I believe the practice dates back as early as the Heian period (794-1185 AD) in Japan when it was introduced from China.

The story goes that the emperor could not see people surrounding him in his court due to the bad light and asked that their faces be painted white to assist his identifications.

I can see why this origin is disputed in Japan as they would not like to say they had copied something from China aka (Make in Japan...Not inported from China)

Keep up the good work...

Claude Renault said...

very interesting Melissa,
A great blog you have

shigatsuhana said...

These are absolutely beautiful pictures. How long was your ozashiki? I would like to do one when I go to Japan next.

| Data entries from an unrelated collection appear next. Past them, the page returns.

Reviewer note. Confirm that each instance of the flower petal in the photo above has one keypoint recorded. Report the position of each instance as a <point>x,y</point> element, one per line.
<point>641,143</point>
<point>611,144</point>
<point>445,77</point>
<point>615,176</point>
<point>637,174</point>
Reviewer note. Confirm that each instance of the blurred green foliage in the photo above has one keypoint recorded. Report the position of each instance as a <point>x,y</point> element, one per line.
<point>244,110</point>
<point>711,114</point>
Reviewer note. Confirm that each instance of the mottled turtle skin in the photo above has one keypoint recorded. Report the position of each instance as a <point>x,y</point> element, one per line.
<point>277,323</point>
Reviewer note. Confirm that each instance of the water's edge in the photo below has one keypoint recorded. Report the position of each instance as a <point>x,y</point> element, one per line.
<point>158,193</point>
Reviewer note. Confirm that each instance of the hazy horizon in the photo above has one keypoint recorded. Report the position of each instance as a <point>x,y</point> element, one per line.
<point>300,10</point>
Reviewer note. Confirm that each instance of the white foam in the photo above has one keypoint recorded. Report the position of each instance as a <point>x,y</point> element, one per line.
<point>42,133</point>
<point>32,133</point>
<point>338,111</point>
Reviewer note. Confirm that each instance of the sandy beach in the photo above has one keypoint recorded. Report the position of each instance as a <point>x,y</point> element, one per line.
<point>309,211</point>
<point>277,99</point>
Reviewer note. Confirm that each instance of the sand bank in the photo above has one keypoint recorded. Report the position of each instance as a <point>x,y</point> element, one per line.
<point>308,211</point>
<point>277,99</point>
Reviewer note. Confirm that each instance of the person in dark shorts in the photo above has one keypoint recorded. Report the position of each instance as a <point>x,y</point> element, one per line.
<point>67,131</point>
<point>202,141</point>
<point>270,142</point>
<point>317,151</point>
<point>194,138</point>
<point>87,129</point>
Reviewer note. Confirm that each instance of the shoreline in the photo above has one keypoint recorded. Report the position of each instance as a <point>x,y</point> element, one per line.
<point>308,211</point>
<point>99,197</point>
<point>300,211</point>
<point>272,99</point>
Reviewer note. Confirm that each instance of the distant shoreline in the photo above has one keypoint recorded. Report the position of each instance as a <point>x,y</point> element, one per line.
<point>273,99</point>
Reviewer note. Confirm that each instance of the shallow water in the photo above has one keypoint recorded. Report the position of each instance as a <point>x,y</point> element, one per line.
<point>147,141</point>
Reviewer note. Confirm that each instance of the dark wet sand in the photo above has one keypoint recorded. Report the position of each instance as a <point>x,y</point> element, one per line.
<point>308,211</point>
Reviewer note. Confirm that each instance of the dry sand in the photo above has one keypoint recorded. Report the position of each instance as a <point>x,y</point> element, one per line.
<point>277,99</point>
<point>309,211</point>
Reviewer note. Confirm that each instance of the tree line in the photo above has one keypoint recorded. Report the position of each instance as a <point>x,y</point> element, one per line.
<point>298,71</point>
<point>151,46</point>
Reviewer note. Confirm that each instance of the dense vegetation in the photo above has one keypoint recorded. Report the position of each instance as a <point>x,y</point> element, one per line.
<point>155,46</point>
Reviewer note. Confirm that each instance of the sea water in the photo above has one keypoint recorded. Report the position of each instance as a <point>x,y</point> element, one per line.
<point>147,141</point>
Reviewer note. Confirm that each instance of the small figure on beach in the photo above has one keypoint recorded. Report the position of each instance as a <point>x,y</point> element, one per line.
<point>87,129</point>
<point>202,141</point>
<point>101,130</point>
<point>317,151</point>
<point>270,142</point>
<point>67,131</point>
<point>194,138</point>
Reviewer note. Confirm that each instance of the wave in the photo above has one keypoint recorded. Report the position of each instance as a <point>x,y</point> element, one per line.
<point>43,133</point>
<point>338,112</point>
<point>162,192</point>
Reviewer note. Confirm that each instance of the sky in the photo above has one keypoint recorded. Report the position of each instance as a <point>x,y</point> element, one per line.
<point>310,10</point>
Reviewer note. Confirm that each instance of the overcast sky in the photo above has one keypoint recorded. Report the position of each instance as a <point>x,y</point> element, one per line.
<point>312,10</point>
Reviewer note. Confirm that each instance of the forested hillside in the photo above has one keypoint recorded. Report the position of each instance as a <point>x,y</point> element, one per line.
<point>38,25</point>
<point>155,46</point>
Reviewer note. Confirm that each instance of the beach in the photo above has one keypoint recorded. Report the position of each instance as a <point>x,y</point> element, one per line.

To wwps: Japanese have no problem giving credit to China for things. They certainly recognise that many parts of their culture originated in China.

Cristina said...

This is absolutely interesting! Thank you for these beautiful photographs and information. I wish I could see a real geisha or maiko. That experience must have been so beautiful!

Amira said...

But how did you get to the O-chaya to the close o-zashiki with her?

McAmy said...

WOW! I admire you and your blog so much! I am a high school student in australia and i study japanese at the moment. Last year i went to Japan for the first time on school exchange, and i'm really hoping to go back again, like you i think of Osaka as my Japanese home town, and i have to admit i'm slightly obsessed with kimono and geiko like you...your blog is really great!